Other than just consumption, many a times, timely information can also result in better handling of disruptions. They also open the possibility for travellers to avail services that could save money, time or fulfill some specific need. Consider the following examples.

  • Changes & Cancellations: Letting a traveller know about any changes to the planned travel, assessing its downstream impacts and providing options to handle the situation will be appreciated. If this is done proactively, without the traveller having to frantically reach for help, it can be a valuable service.
  • Seat Upgrades: When there is a seat upgrade available, many travellers would appreciate knowing about it. If airlines are able to proactively communicate directly to travellers, it would be mutually beneficial.
  • Price Alerts: Flight and hotel availability and prices change dynamically. Travellers would love to get alerts for room availability at one’s preferred hotel or an aisle seat that was not available at the time of check-in.
  • Early Check-In: Syncing travel time with hotel check-in time can be tricky. However, waiting at the hotel lobby for long hours to check-in after an early morning flight is dreaded by everyone. Sharing of information between travellers and hotels to efficiently manage room allotments can be a boon to both parties.
  • Recommendations: Recommendations that can help travellers find places of interest to visit near to their destination or places to eat that match with their preferences is increasingly becoming relevant to travellers.
  • Receipts: Business travelers can have trouble keeping receipts for submission on return. The ability to scan and store receipts coupled with notifications to remind about expense claim on return can be extremely useful.
  • Duty of Care: Whenever there are risks involved in the journey that can be potentially life-threatening, the traveler should be alerted by the management. Vice versa, when the traveller is in need of help, the company too needs to be alerted. This is part of traveler risk management and is the duty of a company. Providing a channel to enable this will be invaluable.
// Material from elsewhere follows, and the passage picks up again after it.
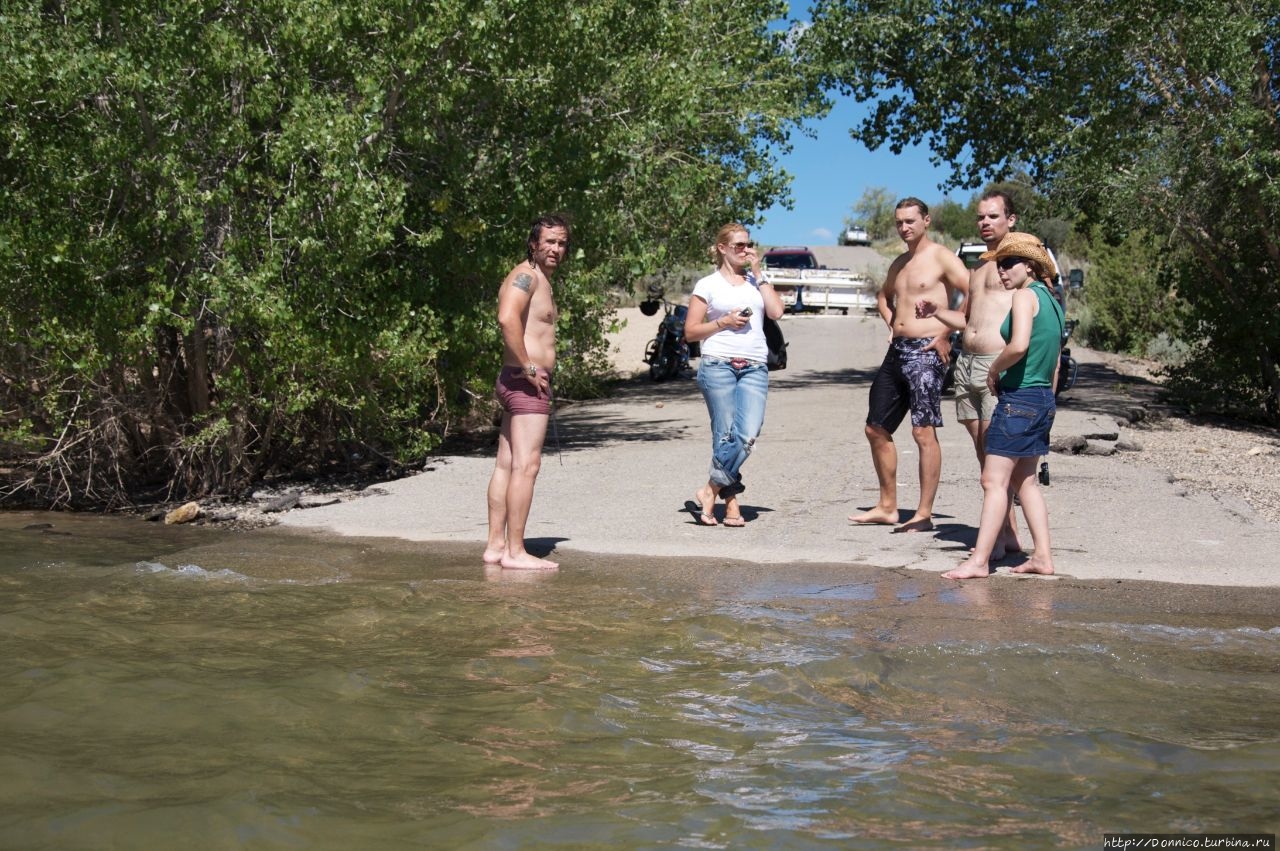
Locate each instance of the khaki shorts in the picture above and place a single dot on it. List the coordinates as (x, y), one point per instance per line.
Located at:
(973, 399)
How can a traveller receive the above described proactive support? To start with, there are many apps that cater to perceptive notifications about potential trip disruptions and other services mentioned earlier. The problem is in their multiplicity. A recent research showed that as many as 50 apps need to be downloaded by a business traveler to cover all the needs of a trip. And most of these apps will not talk to each other to give a seamless experience.

What next?

IATA’s Global Passenger Survey mentions that 54% travelers prefer real-time, accurate notifications that help them move forward in a journey without major disruptions. They need on-the-move support that is 24/7 and is proactive in nature. They are more comfortable when there is a human touch to the support. In short, there is an increasing need for a human-centered, service transformation in business travel.

An online travel management platform that integrates with airline systems and other service providers to identify potential disruptions in a journey, coupled with a support service that automatically sends out notifications as well as takes farsighted actions such as booking alternate flights, re-booking hotel and ground transportation based on the revised itinerary post a disruption will be the future. Such a platform will take travel management beyond booking and fulfillment, to the point where it can guarantee travel, thus taking a huge load off the traveller’s already burdened shoulders.